Cray and Microsoft accelerate deep learning training to minutes instead of weeks

A team of researchers have been working on a project to speed up the use of deep learning algorithms on supercomputers. They accelerated the training process. Instead of waiting weeks or months for results, data scientists can obtain results within hours or even minutes.
 
With the introduction of supercomputing architectures and technologies to deep learning frameworks, customers now have the ability to solve a whole new class of problems, such as moving from image recognition to video recognition, and from simple speech recognition to natural language processing with context.
 
The team have scaled the Microsoft Cognitive Toolkit, an open-source suite that trains deep learning algorithms, to more than 1,000 Nvidia Tesla P100 GPU accelerators on the Swiss centre’s Cray XC50 supercomputer, which is nicknamed Piz Daint.
 
Deep learning problems share algorithmic similarities with applications traditionally run on a massively parallel supercomputer. By optimizing inter-node communication using the Cray® XC™ Aries network and a high performance MPI library, each training job can leverage significantly more compute resources, reducing the time required to train an individual model. 
 
“Cray’s proficiency in performance analysis and profiling, combined with the unique architecture of the XC systems, allowed us to bring deep learning problems to our Piz Daint system and scale them in a way that nobody else has,” said Prof. Dr.

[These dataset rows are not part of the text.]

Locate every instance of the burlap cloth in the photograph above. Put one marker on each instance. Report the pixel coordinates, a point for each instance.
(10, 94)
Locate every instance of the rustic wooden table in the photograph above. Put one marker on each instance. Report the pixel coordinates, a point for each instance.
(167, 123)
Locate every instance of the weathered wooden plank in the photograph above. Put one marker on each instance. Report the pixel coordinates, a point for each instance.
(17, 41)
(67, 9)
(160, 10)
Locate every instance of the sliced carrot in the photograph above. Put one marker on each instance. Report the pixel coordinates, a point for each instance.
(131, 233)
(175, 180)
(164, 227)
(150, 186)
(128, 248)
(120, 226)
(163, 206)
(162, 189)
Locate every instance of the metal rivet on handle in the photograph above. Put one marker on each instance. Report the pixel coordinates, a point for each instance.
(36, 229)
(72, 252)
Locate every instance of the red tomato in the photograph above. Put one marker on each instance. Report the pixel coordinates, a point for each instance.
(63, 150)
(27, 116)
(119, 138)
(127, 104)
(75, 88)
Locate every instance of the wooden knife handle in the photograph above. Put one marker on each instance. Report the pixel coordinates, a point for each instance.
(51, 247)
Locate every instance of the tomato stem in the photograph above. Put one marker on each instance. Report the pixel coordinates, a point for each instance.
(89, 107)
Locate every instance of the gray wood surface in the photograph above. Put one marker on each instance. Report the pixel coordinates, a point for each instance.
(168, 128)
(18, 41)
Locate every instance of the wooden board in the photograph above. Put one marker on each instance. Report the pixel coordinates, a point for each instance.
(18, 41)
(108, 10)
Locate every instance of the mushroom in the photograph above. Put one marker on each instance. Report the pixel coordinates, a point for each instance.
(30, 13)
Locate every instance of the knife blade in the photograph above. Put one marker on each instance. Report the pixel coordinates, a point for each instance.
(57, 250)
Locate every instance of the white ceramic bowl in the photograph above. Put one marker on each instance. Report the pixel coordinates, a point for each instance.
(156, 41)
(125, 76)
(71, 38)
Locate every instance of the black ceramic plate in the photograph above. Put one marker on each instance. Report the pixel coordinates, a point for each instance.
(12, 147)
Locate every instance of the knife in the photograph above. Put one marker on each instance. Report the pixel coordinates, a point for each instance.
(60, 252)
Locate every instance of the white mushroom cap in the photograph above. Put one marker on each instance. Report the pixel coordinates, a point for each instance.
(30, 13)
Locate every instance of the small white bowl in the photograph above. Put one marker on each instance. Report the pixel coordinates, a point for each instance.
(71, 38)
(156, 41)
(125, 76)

Thomas C. Schulthess, director of the Swiss National Supercomputing Centre (CSCS). “What is most exciting is that our researchers and scientists will now be able to use our existing Cray XC supercomputer to take on a new class of deep learning problems that were previously infeasible.”
 
“Applying a supercomputing approach to optimize deep learning workloads represents a powerful breakthrough for training and evaluating deep learning algorithms at scale,” said Dr. Xuedong Huang, distinguished engineer, Microsoft AI and Research. “Our collaboration with Cray and CSCS has demonstrated how the Microsoft Cognitive Toolkit can be used to push the boundaries of deep learning.”
 
The result of this deep learning collaboration opens the door for researchers to run larger, more complex, and multi-layered deep learning workloads at scale, harnessing the performance of a Cray supercomputer.
 
To simplify the building and deploying of deep learning environments in supercomputing, Cray is supporting its Cray XC customers with deep learning toolkits, such as the Microsoft Cognitive Toolkit, that allow customers to run deep learning applications at their fullest potential, at scale on a Cray supercomputer. Fusing high performance computing capability with deep learning is another step forward in Cray’s vision of the convergence of supercomputing and big data.
 
“Only Cray can bring the combination of supercomputing technologies, supercomputing best practices, and expertise in performance optimization to scale deep learning problems,” said Dr. Mark S. Staveley, Cray’s director of deep learning and machine learning. “We are working to unlock possibilities around new approaches and model sizes, turning the dreams and theories of scientists into something real that they can explore. Our collaboration with Microsoft and CSCS is a game changer for what can be accomplished using deep learning.”